As Tracker follows the boy’s scent–from one ancient city to another; into dense forests and across deep rivers–he and the band are set upon by creatures intent on destroying them. As he struggles to survive, Tracker starts to wonder: Who, really, is this boy? Why has he been missing for so long? Why do so many people want to keep Tracker from finding him? And perhaps the most important questions of all: Who is telling the truth, and who is lying?
Drawing from African history and mythology and his own rich imagination, Marlon James has written a novel unlike anything that’s come before it: a saga of breathtaking adventure that’s also an ambitious, involving read. Defying categorization and full of unforgettable characters, Black Leopard, Red Wolf (Riverhead, $30) is both surprising and profound as it explores the fundamentals of truth, the limits of power, and our need to understand them both.

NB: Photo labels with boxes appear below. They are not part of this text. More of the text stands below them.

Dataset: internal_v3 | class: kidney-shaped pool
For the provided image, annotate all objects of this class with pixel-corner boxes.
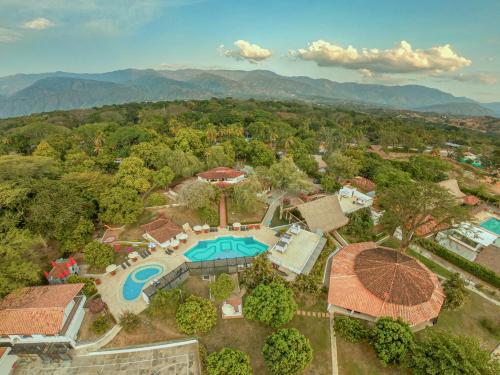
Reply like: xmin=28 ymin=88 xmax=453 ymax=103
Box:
xmin=123 ymin=264 xmax=164 ymax=301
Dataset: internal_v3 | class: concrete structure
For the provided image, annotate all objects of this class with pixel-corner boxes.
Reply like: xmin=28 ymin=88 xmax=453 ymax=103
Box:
xmin=338 ymin=186 xmax=373 ymax=214
xmin=0 ymin=284 xmax=86 ymax=357
xmin=197 ymin=167 xmax=245 ymax=186
xmin=436 ymin=222 xmax=498 ymax=261
xmin=44 ymin=257 xmax=80 ymax=284
xmin=328 ymin=242 xmax=445 ymax=330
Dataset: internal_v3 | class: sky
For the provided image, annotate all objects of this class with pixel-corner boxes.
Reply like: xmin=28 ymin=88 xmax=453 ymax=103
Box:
xmin=0 ymin=0 xmax=500 ymax=102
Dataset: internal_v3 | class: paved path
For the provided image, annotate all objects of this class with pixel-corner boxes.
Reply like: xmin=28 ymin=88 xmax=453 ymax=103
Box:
xmin=262 ymin=191 xmax=285 ymax=227
xmin=219 ymin=193 xmax=227 ymax=228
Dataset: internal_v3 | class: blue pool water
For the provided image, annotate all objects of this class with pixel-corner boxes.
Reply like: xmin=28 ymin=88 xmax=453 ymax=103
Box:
xmin=480 ymin=217 xmax=500 ymax=236
xmin=184 ymin=236 xmax=267 ymax=262
xmin=123 ymin=264 xmax=163 ymax=301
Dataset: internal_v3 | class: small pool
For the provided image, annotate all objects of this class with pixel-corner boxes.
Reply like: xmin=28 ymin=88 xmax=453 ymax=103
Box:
xmin=480 ymin=217 xmax=500 ymax=236
xmin=123 ymin=264 xmax=164 ymax=301
xmin=184 ymin=236 xmax=267 ymax=262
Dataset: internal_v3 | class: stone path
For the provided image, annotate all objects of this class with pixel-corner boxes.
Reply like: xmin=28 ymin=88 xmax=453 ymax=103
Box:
xmin=219 ymin=193 xmax=227 ymax=228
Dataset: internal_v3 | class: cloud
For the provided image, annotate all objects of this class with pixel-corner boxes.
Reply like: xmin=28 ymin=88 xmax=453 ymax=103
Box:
xmin=219 ymin=39 xmax=273 ymax=64
xmin=451 ymin=73 xmax=498 ymax=85
xmin=289 ymin=40 xmax=472 ymax=75
xmin=23 ymin=17 xmax=54 ymax=30
xmin=0 ymin=27 xmax=22 ymax=43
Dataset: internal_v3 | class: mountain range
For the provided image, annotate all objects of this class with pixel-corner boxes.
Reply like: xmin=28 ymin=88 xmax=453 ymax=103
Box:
xmin=0 ymin=69 xmax=500 ymax=118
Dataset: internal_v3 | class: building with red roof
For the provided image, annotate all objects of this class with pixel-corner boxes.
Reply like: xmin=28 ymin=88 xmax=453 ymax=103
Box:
xmin=44 ymin=256 xmax=80 ymax=284
xmin=328 ymin=242 xmax=445 ymax=330
xmin=197 ymin=167 xmax=245 ymax=186
xmin=0 ymin=283 xmax=86 ymax=355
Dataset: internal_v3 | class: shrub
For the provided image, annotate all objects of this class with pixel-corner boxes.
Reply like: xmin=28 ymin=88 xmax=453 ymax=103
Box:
xmin=120 ymin=311 xmax=141 ymax=333
xmin=334 ymin=315 xmax=370 ymax=343
xmin=83 ymin=241 xmax=115 ymax=268
xmin=145 ymin=193 xmax=167 ymax=207
xmin=243 ymin=282 xmax=297 ymax=328
xmin=207 ymin=348 xmax=253 ymax=375
xmin=90 ymin=315 xmax=111 ymax=335
xmin=175 ymin=296 xmax=217 ymax=335
xmin=210 ymin=273 xmax=234 ymax=301
xmin=262 ymin=328 xmax=313 ymax=375
xmin=415 ymin=238 xmax=500 ymax=288
xmin=372 ymin=317 xmax=413 ymax=364
xmin=67 ymin=275 xmax=97 ymax=297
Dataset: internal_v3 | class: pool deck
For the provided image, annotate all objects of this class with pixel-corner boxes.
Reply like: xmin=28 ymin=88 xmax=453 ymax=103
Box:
xmin=97 ymin=227 xmax=278 ymax=319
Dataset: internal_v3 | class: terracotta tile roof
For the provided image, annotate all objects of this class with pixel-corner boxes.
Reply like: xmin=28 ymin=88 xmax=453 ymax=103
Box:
xmin=197 ymin=167 xmax=245 ymax=180
xmin=0 ymin=284 xmax=84 ymax=335
xmin=328 ymin=242 xmax=445 ymax=325
xmin=142 ymin=215 xmax=182 ymax=243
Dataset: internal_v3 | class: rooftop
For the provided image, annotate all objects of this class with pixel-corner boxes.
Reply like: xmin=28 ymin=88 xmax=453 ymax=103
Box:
xmin=328 ymin=242 xmax=445 ymax=325
xmin=0 ymin=284 xmax=83 ymax=335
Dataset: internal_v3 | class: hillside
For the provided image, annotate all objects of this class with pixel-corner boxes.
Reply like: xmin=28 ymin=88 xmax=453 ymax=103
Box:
xmin=0 ymin=69 xmax=498 ymax=117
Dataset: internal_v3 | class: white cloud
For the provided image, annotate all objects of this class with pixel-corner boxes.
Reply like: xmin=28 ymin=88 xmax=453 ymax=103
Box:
xmin=289 ymin=40 xmax=472 ymax=76
xmin=23 ymin=17 xmax=54 ymax=30
xmin=452 ymin=73 xmax=498 ymax=85
xmin=219 ymin=39 xmax=273 ymax=63
xmin=0 ymin=27 xmax=22 ymax=43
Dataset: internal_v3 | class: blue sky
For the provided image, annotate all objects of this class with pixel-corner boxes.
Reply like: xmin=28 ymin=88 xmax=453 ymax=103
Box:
xmin=0 ymin=0 xmax=500 ymax=101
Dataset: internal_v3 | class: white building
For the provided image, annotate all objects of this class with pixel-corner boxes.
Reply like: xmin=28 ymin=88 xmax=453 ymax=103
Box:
xmin=0 ymin=284 xmax=86 ymax=358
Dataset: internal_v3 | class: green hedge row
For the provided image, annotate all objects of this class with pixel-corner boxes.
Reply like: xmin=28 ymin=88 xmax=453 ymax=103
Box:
xmin=415 ymin=238 xmax=500 ymax=288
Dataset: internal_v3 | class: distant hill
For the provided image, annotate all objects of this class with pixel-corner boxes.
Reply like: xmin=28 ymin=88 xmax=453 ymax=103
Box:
xmin=0 ymin=69 xmax=494 ymax=117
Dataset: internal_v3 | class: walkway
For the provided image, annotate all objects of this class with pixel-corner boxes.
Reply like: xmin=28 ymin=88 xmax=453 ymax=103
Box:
xmin=219 ymin=193 xmax=227 ymax=228
xmin=262 ymin=191 xmax=286 ymax=227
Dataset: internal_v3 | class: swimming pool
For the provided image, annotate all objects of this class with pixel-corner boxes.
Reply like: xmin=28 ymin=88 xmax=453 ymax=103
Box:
xmin=479 ymin=217 xmax=500 ymax=236
xmin=184 ymin=236 xmax=267 ymax=262
xmin=123 ymin=264 xmax=164 ymax=301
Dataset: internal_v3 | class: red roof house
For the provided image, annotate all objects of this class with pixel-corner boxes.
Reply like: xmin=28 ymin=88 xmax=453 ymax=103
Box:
xmin=328 ymin=242 xmax=445 ymax=328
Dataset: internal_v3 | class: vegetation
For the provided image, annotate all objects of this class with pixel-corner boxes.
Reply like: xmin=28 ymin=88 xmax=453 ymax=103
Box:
xmin=262 ymin=328 xmax=313 ymax=375
xmin=67 ymin=275 xmax=97 ymax=297
xmin=371 ymin=317 xmax=414 ymax=365
xmin=210 ymin=273 xmax=235 ymax=301
xmin=410 ymin=331 xmax=500 ymax=375
xmin=120 ymin=311 xmax=141 ymax=333
xmin=415 ymin=238 xmax=500 ymax=288
xmin=84 ymin=241 xmax=115 ymax=268
xmin=243 ymin=282 xmax=297 ymax=328
xmin=334 ymin=315 xmax=370 ymax=343
xmin=175 ymin=295 xmax=217 ymax=335
xmin=207 ymin=348 xmax=253 ymax=375
xmin=443 ymin=273 xmax=468 ymax=310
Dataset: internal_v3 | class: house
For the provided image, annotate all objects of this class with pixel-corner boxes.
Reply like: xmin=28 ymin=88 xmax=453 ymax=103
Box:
xmin=197 ymin=167 xmax=245 ymax=185
xmin=328 ymin=242 xmax=445 ymax=330
xmin=284 ymin=195 xmax=349 ymax=233
xmin=0 ymin=284 xmax=86 ymax=358
xmin=44 ymin=257 xmax=80 ymax=284
xmin=436 ymin=222 xmax=498 ymax=261
xmin=142 ymin=215 xmax=184 ymax=248
xmin=338 ymin=186 xmax=373 ymax=214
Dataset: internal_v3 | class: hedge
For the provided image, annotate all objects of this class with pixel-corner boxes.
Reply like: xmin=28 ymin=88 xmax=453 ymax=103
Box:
xmin=415 ymin=238 xmax=500 ymax=288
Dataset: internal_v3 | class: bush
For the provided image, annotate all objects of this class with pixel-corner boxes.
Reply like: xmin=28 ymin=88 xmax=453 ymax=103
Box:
xmin=207 ymin=348 xmax=253 ymax=375
xmin=334 ymin=315 xmax=370 ymax=343
xmin=175 ymin=296 xmax=217 ymax=335
xmin=83 ymin=241 xmax=115 ymax=268
xmin=209 ymin=273 xmax=234 ymax=301
xmin=415 ymin=238 xmax=500 ymax=288
xmin=443 ymin=273 xmax=468 ymax=310
xmin=90 ymin=315 xmax=111 ymax=335
xmin=262 ymin=328 xmax=313 ymax=375
xmin=145 ymin=193 xmax=167 ymax=207
xmin=67 ymin=275 xmax=97 ymax=297
xmin=372 ymin=317 xmax=413 ymax=364
xmin=120 ymin=311 xmax=141 ymax=333
xmin=198 ymin=206 xmax=219 ymax=225
xmin=243 ymin=282 xmax=297 ymax=328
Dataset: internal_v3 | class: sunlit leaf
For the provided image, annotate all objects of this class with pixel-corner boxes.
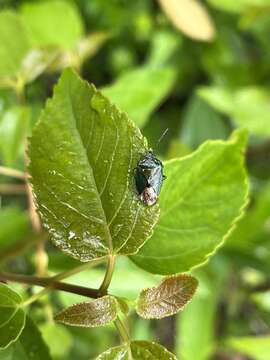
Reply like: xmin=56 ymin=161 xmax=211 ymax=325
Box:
xmin=0 ymin=283 xmax=25 ymax=349
xmin=30 ymin=70 xmax=159 ymax=261
xmin=199 ymin=87 xmax=270 ymax=137
xmin=55 ymin=295 xmax=118 ymax=327
xmin=131 ymin=131 xmax=248 ymax=274
xmin=159 ymin=0 xmax=215 ymax=41
xmin=102 ymin=66 xmax=175 ymax=127
xmin=96 ymin=341 xmax=177 ymax=360
xmin=0 ymin=10 xmax=30 ymax=77
xmin=21 ymin=0 xmax=84 ymax=49
xmin=0 ymin=106 xmax=30 ymax=166
xmin=136 ymin=275 xmax=198 ymax=319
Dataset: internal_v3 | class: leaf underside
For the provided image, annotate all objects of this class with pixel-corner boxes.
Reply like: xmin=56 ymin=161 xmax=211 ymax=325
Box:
xmin=131 ymin=131 xmax=248 ymax=275
xmin=55 ymin=296 xmax=118 ymax=327
xmin=136 ymin=274 xmax=198 ymax=319
xmin=29 ymin=70 xmax=159 ymax=261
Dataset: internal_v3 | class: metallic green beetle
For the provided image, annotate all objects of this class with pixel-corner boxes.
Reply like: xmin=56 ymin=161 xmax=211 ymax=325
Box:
xmin=135 ymin=150 xmax=166 ymax=206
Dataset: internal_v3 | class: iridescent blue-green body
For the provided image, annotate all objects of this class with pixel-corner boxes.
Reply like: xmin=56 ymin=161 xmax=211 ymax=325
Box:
xmin=135 ymin=151 xmax=165 ymax=206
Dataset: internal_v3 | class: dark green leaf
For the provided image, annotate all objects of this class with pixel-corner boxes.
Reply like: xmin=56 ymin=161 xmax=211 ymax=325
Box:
xmin=136 ymin=275 xmax=198 ymax=319
xmin=55 ymin=295 xmax=118 ymax=327
xmin=132 ymin=131 xmax=248 ymax=274
xmin=29 ymin=70 xmax=159 ymax=261
xmin=0 ymin=10 xmax=30 ymax=77
xmin=96 ymin=341 xmax=177 ymax=360
xmin=0 ymin=316 xmax=51 ymax=360
xmin=21 ymin=0 xmax=84 ymax=49
xmin=0 ymin=284 xmax=25 ymax=349
xmin=103 ymin=66 xmax=175 ymax=127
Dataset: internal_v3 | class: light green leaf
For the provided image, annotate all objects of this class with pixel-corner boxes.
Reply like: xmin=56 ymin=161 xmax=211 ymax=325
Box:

“A fantasy world as well-realized as anything Tolkien made.” –Neil Gaiman
The epic novel, an African Game of Thrones, from the Man Booker Prize-winning author of A Brief History of Seven Killings
PURCHASE TICKETS HERE
(Tickets include signed copy of the book)
About the Author:
Marlon James is the author of the New York Times bestseller A Brief History of Seven Killings, The Book of Night Women, and John Crow’s Devil. A Brief History of Seven Killings won the Man Booker Prize, the American Book Award, and the Anisfield-Wolf Award for Fiction, and was a finalist for the National Book Critics Circle Award. The Book of Night Women won the Minnesota Book Award and was a finalist for the National Book Critics Circle Award, as well as the NAACP Image Award. A professor at Macalester College in St. Paul, James divides his time between Minnesota and New York.